Frank Money finds his way to Chicago, and then moves south towards his hometown of Lotus. He sees Lotus as ‘the worst place in the world, worse than any battlefield. At least, on the field there is a goal, excitement, daring and some chance of winning along with many chances of losing….In lotus there was no future, just long stretches of killing time. There was no goal other than breathing, nothing to win and save for somebody else’s quiet death, nothing to survive or worth surviving or worth surviving for.’ Clearly, he has a very pessimistic vision of his hometown.

What is somewhat paradoxical is Lotus s the only location to which he can take his sister Cee. She lives in a suburb of Atlanta and is in the verge of death. He likes her and only person in the world to whom he is attached. This relationship serves to give form and shape to his amorphous life experiences. The architecture of the book depends heavily on Frank Money’s relationship to his sister and what it means to him.

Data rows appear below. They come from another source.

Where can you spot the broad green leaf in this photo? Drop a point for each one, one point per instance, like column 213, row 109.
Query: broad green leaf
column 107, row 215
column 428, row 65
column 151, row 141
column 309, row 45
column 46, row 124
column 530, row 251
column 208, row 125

In this narrative the themes of home, family, belonging, identity, alienation, disenchantment that recur frequently in Toni Morrison’s other novels find eloquent expression. As in her other novels, there is a complex narrative pattern in Home. She tells the story from diverse perspectives; she oscillates between brief sections that are seen through the eyes of frank money and elaborate third person narratives associated with Cee’s consciousness as well as their grandmother. Toni Morrison complicates her narrative and thereby energises it by the hostility that frank displays towards the third-person narrator. At one point, Frank says, ‘I don’t think you know much about love…or me.’ The way this novels reflects on itself, setting in motion diverse voices that are in tension, gives it a post-modernist touch as it enacts the problems of literary narration.

Strengths

One of the strengths of the novel, it seems to me, is the way in which it foregrounds the idea of narrative, narrative can be construed as an endeavor to impose a pattern on the flux of events to extract a coherent meaning out of a jumble of events. and the reader becomes an active participant in the narrative and a co-creator of fictional meaning in the way he or she interprets the flow of events so as to construct a shareable world. In this regard Toni Morrison’s Home deserves close study.

I stated earlier that Home is not as successful as Beloved or the Song of the Solomon because the author has not re-created her fictional world in sufficient density to involve us unconditionally and immediately. The narrative moves too rapidly without allowing the opportunity to allow them to make their presence felt, the meaning established, under the guiding hand of the author.

The feeling that this novel engenders in the reader that the author has visited these themes and interests before does not make for compelling reason. At the same time the lyricism, acute observations, the ability to create scenes charged with anguish and wonder that we have come to expect from Morrison are abundantly present.

Evolution

We can better understand this novel of Toni Morrison by situating it within the evolution of her earlier work. Her first novel, The Bluest Eye, (1970) deals with the tragic life of eleven-year-old Pecola Breedlove, a young black woman. The story is set in Morrison’s hometown of Lorain, Ohio. What Pecola wanted in life was love – for her family and friends to love her.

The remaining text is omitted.